We can see loss on the training set has steadily improved. On the validation set its a bit more "bouncey" but then that's not a big set of images. It looks like our best performance was around 5 epochs. (Note, your results may change if you run it due to how we randomly split the data and so on). Let's see how we do on test:

In [None]:
# Evaluation on the test set
from sklearn.metrics import recall_score, accuracy_score

cnn.eval()
test_loss = 0.0
all_preds = []  # Store all predictions
all_true_labels = []  # Store all true labels

with torch.no_grad():
    for images, labels in val_loader: # Using val_loader for evaluation, consistent with training loop
        images = images.to(device)
        # Labels should be LongTensor and 1D for CrossEntropyLoss
        labels = labels.to(device)

        outputs = cnn(images)
        loss = criterion(outputs, labels)
        test_loss += loss.item()

        # For multi-class, predictions are the class with the highest logit
        predicted_labels = torch.argmax(outputs, dim=1)

        all_preds.extend(predicted_labels.cpu().numpy())
        all_true_labels.extend(labels.cpu().numpy())

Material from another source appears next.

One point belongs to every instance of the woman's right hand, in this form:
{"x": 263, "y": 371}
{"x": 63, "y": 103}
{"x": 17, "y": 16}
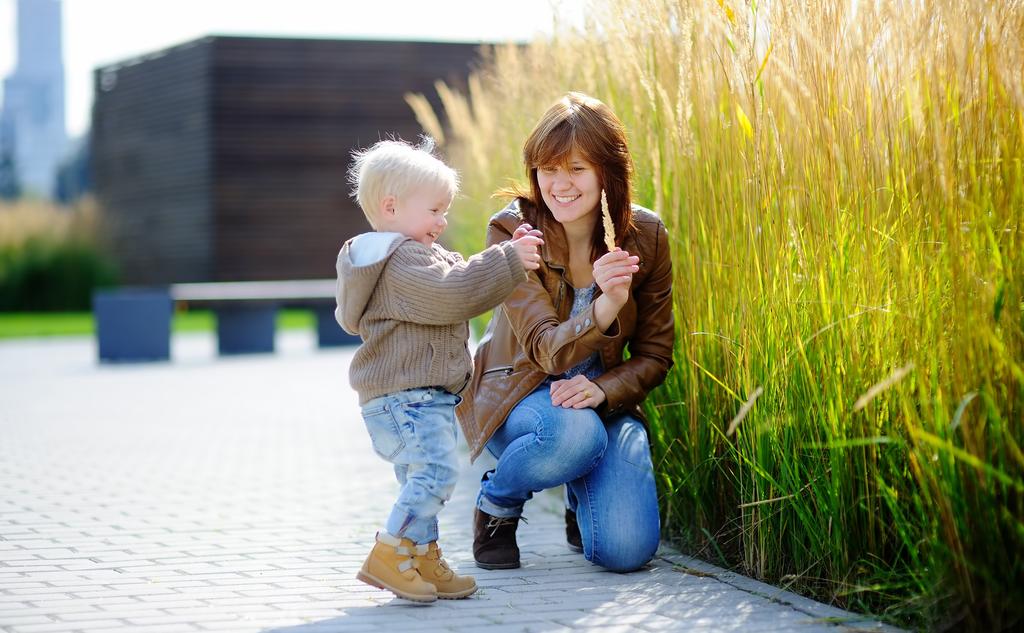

test_loss_rnd = round(test_loss / len(val_loader), 4)

# Calculate metrics for multi-class
test_accuracy = accuracy_score(all_true_labels, all_preds)
# 'weighted' accounts for class imbalance
test_recall = recall_score(all_true_labels, all_preds, average='weighted', zero_division=0)


print(f"Test Loss: {test_loss_rnd}")
print(f"Test Accuracy: {round(test_accuracy, 4)}")
print(f"Test Recall (weighted): {round(test_recall, 4)}")

How did you do? What could improve it?